Let me get this straight. Because j doesn't appear explicitly on the VNA display, does it mean it is not there? Isn't the display representing a two-dimensional vector space? Aren't VNAs, VECTOR Network Analyzers?

Your point seems moot.

--- End quote ---

Yep. There's degrees, ratios, other numbers, the concept of a 2D vector space, but no j (a bit like expecting there to be a "y" on a plot of voltage vs current), and certainly no sqrt(-1).
bsfeechannel:

--- Quote from: adx on March 24, 2022, 01:43:15 am ---Yep. There's degrees, ratios, other numbers, the concept of a 2D vector space, but no j (a bit like expecting there to be a "y" on a plot of voltage vs current), and certainly no sqrt(-1).

--- End quote ---

And of course we should remove the study of Cartesian coordinate system from electronics engineering because y doesn't appear on the screen of any oscilloscope despite the fact that its display IS a Cartesian coordinate system and that any engineer who deserves to be called by that name must be capable of interpreting a Cartesian coordinate system. All of this because y doesn't appear on a plot of voltage vs current.
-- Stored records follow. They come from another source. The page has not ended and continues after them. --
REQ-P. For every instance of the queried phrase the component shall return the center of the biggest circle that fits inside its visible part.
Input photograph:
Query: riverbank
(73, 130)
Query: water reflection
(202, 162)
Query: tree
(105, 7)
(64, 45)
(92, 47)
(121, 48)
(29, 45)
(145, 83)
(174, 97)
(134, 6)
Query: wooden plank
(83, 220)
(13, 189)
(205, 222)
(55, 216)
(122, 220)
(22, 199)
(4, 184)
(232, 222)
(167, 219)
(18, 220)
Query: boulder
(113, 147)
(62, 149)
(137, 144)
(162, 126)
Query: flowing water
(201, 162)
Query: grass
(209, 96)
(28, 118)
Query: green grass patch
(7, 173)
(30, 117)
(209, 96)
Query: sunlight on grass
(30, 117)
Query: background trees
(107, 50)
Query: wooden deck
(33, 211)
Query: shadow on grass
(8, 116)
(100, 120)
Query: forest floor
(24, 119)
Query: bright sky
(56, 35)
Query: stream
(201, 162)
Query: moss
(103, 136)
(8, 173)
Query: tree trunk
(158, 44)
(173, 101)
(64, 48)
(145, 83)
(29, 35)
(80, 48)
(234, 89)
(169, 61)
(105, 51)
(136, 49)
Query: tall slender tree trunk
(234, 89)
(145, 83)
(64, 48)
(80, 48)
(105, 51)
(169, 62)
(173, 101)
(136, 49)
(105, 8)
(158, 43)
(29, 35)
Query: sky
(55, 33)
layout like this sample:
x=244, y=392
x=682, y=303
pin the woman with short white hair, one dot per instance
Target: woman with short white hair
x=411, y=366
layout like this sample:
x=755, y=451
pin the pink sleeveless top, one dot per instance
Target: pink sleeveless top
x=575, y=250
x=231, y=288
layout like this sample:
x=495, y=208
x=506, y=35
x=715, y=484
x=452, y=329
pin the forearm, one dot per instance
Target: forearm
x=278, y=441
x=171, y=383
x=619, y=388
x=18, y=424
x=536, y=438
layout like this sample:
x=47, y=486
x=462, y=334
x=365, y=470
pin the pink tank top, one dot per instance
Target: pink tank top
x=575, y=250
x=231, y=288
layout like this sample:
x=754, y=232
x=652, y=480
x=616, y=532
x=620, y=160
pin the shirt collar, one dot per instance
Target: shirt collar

Gimme a break. Stop giving us that kind of crap only to justify your misconceptions and your precarious understanding of math and physics when applied to engineering.
adx:
That's not what I'm saying, and the fact you can't work out what I mean has been a surprising insight into the way the human mind works.

Actually no scratch that and I'll remain true to form; it is what I kind of mean (and of course that insight is no surprise to me). Yes, stop studying Cartesian coordinates and silly unit vector formulas. Forget about y. Ignore "functions". Teach the oscilloscope display for what it is.

Prove my misconception. Explain what is the direct relevance of sqrt(-1) to engineering without reference to waffley texts.
bsfeechannel:

--- Quote from: penfold on March 24, 2022, 01:42:31 am ---Hang on, that's not a very big question, and the answer is relatively simple. Maths itself is not physical, or it is only as physical as any language in which you can express logic, it's conceptual.
--- End quote ---

Well, if the universe appears to behave consistently logical in certain circumstances, math can provide a convenient description of what is going on and even help to predict future discoveries.